Today's Top Alzheimer's News
RESEARCH AND SCIENCE
A March 18, 2020 Science Daily article spotlighted the link between bacteria, viruses or other infectious pathogens, and Alzheimer’s disease. Conversation around this subject matter, the “infectious theory of Alzheimer's disease,” recently appeared in the Viewpoint section of Nature Reviews Neurology journal. Although the concept is not new, it is getting a fresh look in light of the multitude of clinical trial failures which focused on the amyloid hypothesis. According to the article, “"The acceleration of technology and methods for profiling biological systems has really opened up new approaches for understanding whether microbes might play a role in AD," says [ASU-Banner Neurodegenerative Disease Research Center’s Ben] Readhead. The AAIC debate, and this Viewpoint article were an opportunity for scientists with diverse opinions to discuss key evidence, discordant findings, and opportunities for new investigations that might help advance the field to a more sophisticated understand of the role of microbes in AD.””

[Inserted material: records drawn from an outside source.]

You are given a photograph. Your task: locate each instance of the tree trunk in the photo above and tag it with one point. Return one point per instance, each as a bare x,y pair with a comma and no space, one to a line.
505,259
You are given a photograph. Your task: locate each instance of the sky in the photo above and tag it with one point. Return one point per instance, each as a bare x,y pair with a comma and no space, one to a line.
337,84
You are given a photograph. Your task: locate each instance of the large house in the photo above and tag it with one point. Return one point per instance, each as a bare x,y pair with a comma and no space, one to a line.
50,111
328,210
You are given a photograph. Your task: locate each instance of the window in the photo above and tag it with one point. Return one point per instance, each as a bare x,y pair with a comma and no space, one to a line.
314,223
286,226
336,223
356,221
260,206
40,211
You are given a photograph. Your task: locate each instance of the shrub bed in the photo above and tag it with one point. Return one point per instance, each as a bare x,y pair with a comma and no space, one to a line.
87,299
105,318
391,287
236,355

According to a March 20, 2020 Medical Xpress article, researchers in India are using the Addenbrooke's Cognitive Examination (ACE-III) test to screen for dementia. It will be offered in the country’s seven main languages. According to the article, “In accordance with the original version of ACE-III, the Indian versions look at five different cognitive functions: attention; memory; fluency; language; and visuospatial functions. Culturally appropriate modifications were formulated based on the clinical and research expertise of the authors, and each of the five domains of the test were evaluated for cultural relevance, translatability, comparable difficulty and adaptability.”
In a March 19, 2020 Being Patient video, Founder Deborah Kan spoke with Jay Reinstein, who has early-onset Alzheimer’s disease. Reinstein shared his story and advice on finding and utilizing local government and community resources for people with a diagnosis.